Originariamente sviluppata alla fine degli anni ’70 da un gruppo di ricercatori guidati da Christopher Dare e Ivan Eisler presso l’Institute of Psychiatry del Maudsley Hospital di Londra. Il trattamento è una forma particolare di terapia familiare empiricamente supportata per gli adolescenti affetti da anoressia nervosa che hanno un disturbo di breve durata (Lock & Le Grange, 2013; Lock, et al., 2010). Il trattamento non si allinea con un particolare approccio terapeutico, ma integra un insieme di procedure di varie scuole di psicoterapia, come la terapia familiare sistemica, strategica, narrativa e strutturale.

I principi base del FBT sono:

– restituire competenza genitoriale

– avere un ruolo attivo come terapeuta nel cambiamento

– rispettare l’adolescenza

 

Nell’ambito della Family Based Therapy si colloca il New Maudsley Model (J.Treasure) che ha come obiettivo quello di lavorare con la famiglia, aiutandola a scoprire le proprie risorse e trovare nuove strategie per la gestione della persona malata, sviluppando la capacità di lavorare a cambiamenti positivi.

 

Cognitive Remediation Therapy (CRT)

Si tratta di un intervento che consiste in esercizi cognitivi che hanno lo scopo di migliorare le strategie cognitive, le abilità di  pensiero e il processamento delle informazioni attraverso la pratica. La CRT promuove la riflessione sullo stile cognitivo e quindi incoraggia a pensare su come si pensa e aiuta ad esplorare nuove strategie di pensiero nella vita di tutti i giorni

Gli obiettivi della CRT sono:

– aiutare attraverso l’esercizio le connessioni cerebrali nella speranza che questo possa implementare la funzionalità;

– incoraggiare i pazienti a riflettere sugli esercizi come un modo per aumentare la consapevolezza del proprio stile di pensiero;

– motivare al cambiamento ed essere consapevoli che si può imparare nel corso della vita anche dai propri errori può rendere possibile risultati sperati in tutti gli aspetti della vita.

L’idea alla base della CRT nel trattamento dei DA è di modificare le caratteristiche cognitive come l’inflessibilità e l’attenzione eccessiva ai dettagli per aumentare l’efficacia della terapia. Man mano che i pazienti diventano più consapevoli dei loro stili di pensiero, si troveranno in una posizione migliore per lavorare verso il cambiamento. La CRT è stata introdotta per la prima volta come trattamento per i disturbi alimentari nel 2005 come nuovo approccio per gli adulti con SEAN (Davies & Tchanturia, 2005; Tchanturia, Whitney, & Treasure, 2006). La CRT da allora è stata codificata come intervento breve manualizzato per AN (Tchanturia et al., 2010).
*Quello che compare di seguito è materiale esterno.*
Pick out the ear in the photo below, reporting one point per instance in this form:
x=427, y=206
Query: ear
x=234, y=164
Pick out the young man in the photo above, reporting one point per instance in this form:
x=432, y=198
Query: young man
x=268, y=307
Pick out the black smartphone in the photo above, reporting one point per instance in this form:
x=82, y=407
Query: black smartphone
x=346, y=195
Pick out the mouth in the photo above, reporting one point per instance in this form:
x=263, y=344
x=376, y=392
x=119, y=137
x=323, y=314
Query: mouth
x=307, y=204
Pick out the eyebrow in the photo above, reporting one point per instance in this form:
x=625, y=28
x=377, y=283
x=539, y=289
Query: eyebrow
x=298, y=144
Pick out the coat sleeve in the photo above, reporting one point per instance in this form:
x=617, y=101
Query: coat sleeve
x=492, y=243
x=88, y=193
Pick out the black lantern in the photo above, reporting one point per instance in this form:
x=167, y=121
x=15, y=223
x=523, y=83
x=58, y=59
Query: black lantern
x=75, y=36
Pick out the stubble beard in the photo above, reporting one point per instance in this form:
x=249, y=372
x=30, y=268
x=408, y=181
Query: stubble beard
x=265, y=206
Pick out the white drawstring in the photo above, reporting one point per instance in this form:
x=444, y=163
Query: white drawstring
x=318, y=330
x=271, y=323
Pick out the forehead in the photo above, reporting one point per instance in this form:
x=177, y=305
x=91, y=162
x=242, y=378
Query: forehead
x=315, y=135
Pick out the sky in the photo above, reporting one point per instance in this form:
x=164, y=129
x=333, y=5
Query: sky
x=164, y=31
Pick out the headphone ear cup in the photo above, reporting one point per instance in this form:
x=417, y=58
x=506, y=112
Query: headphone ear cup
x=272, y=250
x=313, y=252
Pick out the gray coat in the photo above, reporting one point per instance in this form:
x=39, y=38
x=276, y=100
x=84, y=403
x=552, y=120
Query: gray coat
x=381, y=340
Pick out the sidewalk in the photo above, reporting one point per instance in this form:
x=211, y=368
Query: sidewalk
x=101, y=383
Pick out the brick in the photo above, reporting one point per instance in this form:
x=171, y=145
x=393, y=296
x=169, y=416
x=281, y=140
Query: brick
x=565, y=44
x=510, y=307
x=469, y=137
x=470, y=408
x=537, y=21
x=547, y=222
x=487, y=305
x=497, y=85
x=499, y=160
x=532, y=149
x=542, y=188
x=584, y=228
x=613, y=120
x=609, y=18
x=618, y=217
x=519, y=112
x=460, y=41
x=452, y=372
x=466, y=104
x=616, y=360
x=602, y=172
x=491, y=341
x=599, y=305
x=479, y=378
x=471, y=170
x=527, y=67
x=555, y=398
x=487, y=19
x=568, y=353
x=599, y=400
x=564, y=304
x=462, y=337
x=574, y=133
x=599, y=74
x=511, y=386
Non è un trattamento autonomo per i pazienti con disturbi alimentari, ma è un trattamento flessibile che può essere utilizzato in combinazione con una serie di altri trattamenti mirati per i disturbi alimentari. Facilita l’ingaggio e la motivazione per incoraggiare i pazienti a sentirsi più sicuri nell’utilizzo di nuove strategie cognitive per risolvere i problemi in modo più efficiente.

Conclusione

E’ importante sottolineare  il ruolo primario che assume la relazione terapeutica tra la persona e il terapeuta, oltre le specifiche terapie di intervento sui Disturbi Alimentari. Creare sintonizzazione emotiva, comprendere profondamente, entrare in connessione con l’altro sono e saranno le componenti più preziose per chi richiede aiuto.

 

abbi buona cura
del tuo corpo,
è l’unico posto
in cui devi vivere„
(Jim Rohn)

Dott.ssa Laura Angella

Psicologa e Psicoterapeuta presso Centro Itinera.

Dott.ssa Carolina Posenato

Psicologa e Psicoterapeuta presso Centro Itinera.